Barba de ansioso
Deixei a barba crescer quando percebi que minha carequice era irreversível. Carequice mesmo, não calvície. A primeira é uma escolha, a segunda um suplício. Toda carequice carrega um pouco de calvície, mas os calvos costumam se envergonhar de ser carecas.
O crescimento da barba é a única maneira de mudar um pouco o visual, já que não posso inovar no penteado. Nos primeiros granulados aparecendo entre as bochechas e o queixo, me incomodava. Hoje, penso que sem barba há maiores possibilidades de piadinhas pela falta de pelos no cocuruto, depois de uma lâmina remover os pequenos fios.
Não tenho muita paciência para isso. Aparar, ajeitar, deixar alinhada. É comum a barba meio torta para um lado, culpa da preguiça com vaidades. Ser careca me deixou arrogante: olho os penteados bem trabalhados, com cremes ou gel, cabelos jogados para um lado ou para frente, sinto muito pela desnecessária perda de tempo. Como se eu vivesse mais por não ter cabelos e fosse mais desapegado por não mirar a própria imagem no espelho, buscando um ângulo capilar aceitável.

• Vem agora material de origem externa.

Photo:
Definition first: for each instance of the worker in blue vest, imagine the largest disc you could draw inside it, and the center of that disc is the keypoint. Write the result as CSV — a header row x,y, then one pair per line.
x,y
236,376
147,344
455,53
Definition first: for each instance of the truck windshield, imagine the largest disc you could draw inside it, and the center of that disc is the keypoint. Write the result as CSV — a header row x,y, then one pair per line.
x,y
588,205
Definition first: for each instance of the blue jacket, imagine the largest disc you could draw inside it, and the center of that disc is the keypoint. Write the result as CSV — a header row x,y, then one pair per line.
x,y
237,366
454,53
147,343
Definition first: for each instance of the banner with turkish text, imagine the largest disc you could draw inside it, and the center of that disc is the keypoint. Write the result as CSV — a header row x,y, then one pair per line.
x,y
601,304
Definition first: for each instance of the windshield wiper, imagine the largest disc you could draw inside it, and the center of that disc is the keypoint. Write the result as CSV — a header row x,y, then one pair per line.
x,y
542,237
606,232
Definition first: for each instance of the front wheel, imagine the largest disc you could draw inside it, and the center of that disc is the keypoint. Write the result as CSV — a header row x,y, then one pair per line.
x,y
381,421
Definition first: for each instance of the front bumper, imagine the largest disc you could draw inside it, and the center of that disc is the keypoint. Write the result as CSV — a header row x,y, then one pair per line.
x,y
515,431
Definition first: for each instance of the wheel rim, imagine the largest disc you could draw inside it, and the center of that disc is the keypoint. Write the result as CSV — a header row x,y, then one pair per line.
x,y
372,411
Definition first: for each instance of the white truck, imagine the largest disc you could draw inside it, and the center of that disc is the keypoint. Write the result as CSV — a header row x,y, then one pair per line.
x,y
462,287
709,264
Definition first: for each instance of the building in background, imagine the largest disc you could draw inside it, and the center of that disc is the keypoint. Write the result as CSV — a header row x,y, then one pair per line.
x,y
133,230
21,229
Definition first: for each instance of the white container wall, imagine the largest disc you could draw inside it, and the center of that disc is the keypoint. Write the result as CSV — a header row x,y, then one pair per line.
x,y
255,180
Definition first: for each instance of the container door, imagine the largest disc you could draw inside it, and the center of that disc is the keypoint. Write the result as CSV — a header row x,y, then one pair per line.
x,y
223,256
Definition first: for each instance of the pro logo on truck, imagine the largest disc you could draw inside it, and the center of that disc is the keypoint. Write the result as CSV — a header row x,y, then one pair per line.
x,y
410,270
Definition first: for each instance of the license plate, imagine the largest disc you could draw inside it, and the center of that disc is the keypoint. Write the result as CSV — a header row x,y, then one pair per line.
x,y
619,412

Minha barba indica desleixo visual, mas prefiro que cresça para desviar a atenção da careca. Ela já foi assunto com a terapeuta. Na salinha, falamos de tanta coisa, até de cabelos, mas principalmente de ansiedade, crises, acelerações desnecessárias que tiram o sono, a calma, o raciocínio.
Por isso, fizemos um experimento. Ao fim de cada surto, quando recupero a lucidez e volto a uma velocidade saudável para me manter vivo, tiro a barba. Nem precisa ser na lâmina, pode ser com a maquininha elétrica mesmo.
Sei o trabalho que dá mantê-la de um jeito razoável. E é no crescimento após esses dias ruins que percebo o tempo próprio da barba, em um ritmo diferente do meu. Quando os picos ansiosos me fazem suar, passar noites em claro, ouvir o coração palpitando, andar de um lado para o outro sem motivo, pareço incapaz de racionalizar a inutilidade da pressa.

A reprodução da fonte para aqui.